Additions included the installation of novel computing
architectures that enable both data-driven science and
computationally demanding modeling and simulation. Money for the
improvements came from competitive grants that the National
Institutes of Health (NIH), National Science Foundation and New
York State Energy Research and Development Authority awarded to UB
faculty.
More recently, the Center of Excellence's Next-Generation
Sequencing and Expression Analysis Core Facility acquired an
important new piece of equipment: An illumina HiSeq 2000, an
instrument so powerful it can sequence a human genome in a
week.
The $700,000 HiSeq instrument, which arrived in January, can
facilitate projects including whole-genome and candidate region
sequencing, transcriptome analysis, small RNA discovery,
methylation profiling, and protein-nucleic acid interaction
analysis on a genome-wide scale. A grant from the National Center
for Research Resources at the NIH funded the HiSeq purchase.
The John R. Oishei Foundation strives to be a catalyst for
change to enhance economic vitality and the quality of life for the
Buffalo Niagara region. The foundation was established in 1940 by
John R. Oishei, founder of Trico Products Corporation.

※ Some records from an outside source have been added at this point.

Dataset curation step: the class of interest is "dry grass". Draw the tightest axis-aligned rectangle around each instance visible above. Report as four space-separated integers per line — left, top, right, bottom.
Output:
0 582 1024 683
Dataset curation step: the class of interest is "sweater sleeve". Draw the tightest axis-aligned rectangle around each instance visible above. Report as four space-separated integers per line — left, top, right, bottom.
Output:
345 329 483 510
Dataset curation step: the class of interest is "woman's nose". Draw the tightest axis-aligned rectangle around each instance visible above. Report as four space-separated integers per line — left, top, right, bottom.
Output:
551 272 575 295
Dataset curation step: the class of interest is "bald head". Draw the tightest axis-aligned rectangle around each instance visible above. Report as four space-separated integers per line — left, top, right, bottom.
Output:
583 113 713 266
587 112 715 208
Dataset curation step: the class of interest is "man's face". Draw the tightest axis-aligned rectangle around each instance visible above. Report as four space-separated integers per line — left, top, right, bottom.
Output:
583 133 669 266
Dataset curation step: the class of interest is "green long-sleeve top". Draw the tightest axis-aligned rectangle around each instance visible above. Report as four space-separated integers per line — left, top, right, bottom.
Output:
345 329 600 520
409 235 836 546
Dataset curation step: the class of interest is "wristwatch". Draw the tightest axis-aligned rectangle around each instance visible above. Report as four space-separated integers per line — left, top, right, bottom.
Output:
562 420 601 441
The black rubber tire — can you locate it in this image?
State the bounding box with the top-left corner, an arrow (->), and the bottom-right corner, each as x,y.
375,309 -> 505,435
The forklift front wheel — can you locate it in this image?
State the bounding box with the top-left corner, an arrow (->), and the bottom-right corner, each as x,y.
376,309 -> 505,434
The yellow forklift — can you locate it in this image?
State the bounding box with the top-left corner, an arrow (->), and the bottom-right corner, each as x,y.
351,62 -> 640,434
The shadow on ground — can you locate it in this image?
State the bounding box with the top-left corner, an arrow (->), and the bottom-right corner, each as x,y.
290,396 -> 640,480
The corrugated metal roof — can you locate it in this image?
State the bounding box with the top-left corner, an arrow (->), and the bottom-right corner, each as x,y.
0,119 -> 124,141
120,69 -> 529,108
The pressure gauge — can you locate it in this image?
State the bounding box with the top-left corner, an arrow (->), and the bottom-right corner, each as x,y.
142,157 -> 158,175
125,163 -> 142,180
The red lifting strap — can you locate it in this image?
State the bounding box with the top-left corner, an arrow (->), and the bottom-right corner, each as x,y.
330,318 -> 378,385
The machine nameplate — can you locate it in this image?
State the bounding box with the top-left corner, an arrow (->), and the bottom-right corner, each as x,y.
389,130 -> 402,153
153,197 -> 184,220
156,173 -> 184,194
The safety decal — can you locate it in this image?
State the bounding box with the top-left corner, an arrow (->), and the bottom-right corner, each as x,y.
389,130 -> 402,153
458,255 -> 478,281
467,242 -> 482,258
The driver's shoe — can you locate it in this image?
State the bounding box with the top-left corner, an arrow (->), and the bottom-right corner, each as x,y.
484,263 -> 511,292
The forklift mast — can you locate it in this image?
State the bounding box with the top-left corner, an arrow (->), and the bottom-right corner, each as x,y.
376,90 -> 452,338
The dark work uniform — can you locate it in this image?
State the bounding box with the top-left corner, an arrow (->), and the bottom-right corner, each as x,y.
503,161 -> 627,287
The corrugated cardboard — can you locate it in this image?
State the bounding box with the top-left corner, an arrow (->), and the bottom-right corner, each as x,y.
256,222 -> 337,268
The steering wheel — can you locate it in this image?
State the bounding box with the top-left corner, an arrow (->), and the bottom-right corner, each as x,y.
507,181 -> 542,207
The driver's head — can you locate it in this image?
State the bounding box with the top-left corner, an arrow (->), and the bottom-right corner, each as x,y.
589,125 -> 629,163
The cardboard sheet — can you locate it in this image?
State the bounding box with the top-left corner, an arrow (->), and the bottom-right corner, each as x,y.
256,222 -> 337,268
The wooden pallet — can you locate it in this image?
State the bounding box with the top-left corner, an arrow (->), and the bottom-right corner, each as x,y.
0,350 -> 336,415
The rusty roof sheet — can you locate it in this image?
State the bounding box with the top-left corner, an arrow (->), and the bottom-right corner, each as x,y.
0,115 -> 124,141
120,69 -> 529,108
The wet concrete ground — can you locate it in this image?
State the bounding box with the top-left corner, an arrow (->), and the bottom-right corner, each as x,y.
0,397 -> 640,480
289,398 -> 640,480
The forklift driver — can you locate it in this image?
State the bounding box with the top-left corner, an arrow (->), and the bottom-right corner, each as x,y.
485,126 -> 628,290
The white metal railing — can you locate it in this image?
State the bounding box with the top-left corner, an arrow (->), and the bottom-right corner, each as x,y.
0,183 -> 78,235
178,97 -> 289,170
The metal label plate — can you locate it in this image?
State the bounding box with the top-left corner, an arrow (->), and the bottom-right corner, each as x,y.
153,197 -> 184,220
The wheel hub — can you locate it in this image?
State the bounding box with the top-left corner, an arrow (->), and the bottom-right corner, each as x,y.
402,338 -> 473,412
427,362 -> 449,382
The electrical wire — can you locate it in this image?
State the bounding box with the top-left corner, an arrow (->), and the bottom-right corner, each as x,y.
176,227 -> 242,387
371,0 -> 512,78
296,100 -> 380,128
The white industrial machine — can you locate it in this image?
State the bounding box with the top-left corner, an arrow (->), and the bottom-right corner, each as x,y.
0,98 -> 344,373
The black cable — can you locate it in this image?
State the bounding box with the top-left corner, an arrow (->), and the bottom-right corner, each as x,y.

Researchers at UB's New York State Center of Excellence in
Bioinformatics and Life Sciences study human disease to develop
diagnostic tools and therapeutic interventions, preventative
treatments, and other disease management devices and processes that
improve health and well-being. The center's scientific mission goes
hand in hand with its charge to drive economic development in
Buffalo Niagara and beyond, while facilitating partnerships among
government, academia and industry.
The University at Buffalo is a premier research-intensive public
university, a flagship institution in the State University of New
York system and its largest and most comprehensive campus. UB's
more than 28,000 students pursue their academic interests through
more than 300 undergraduate, graduate and professional degree
programs. Founded in 1846, the University at Buffalo is a member of
the Association of American Universities.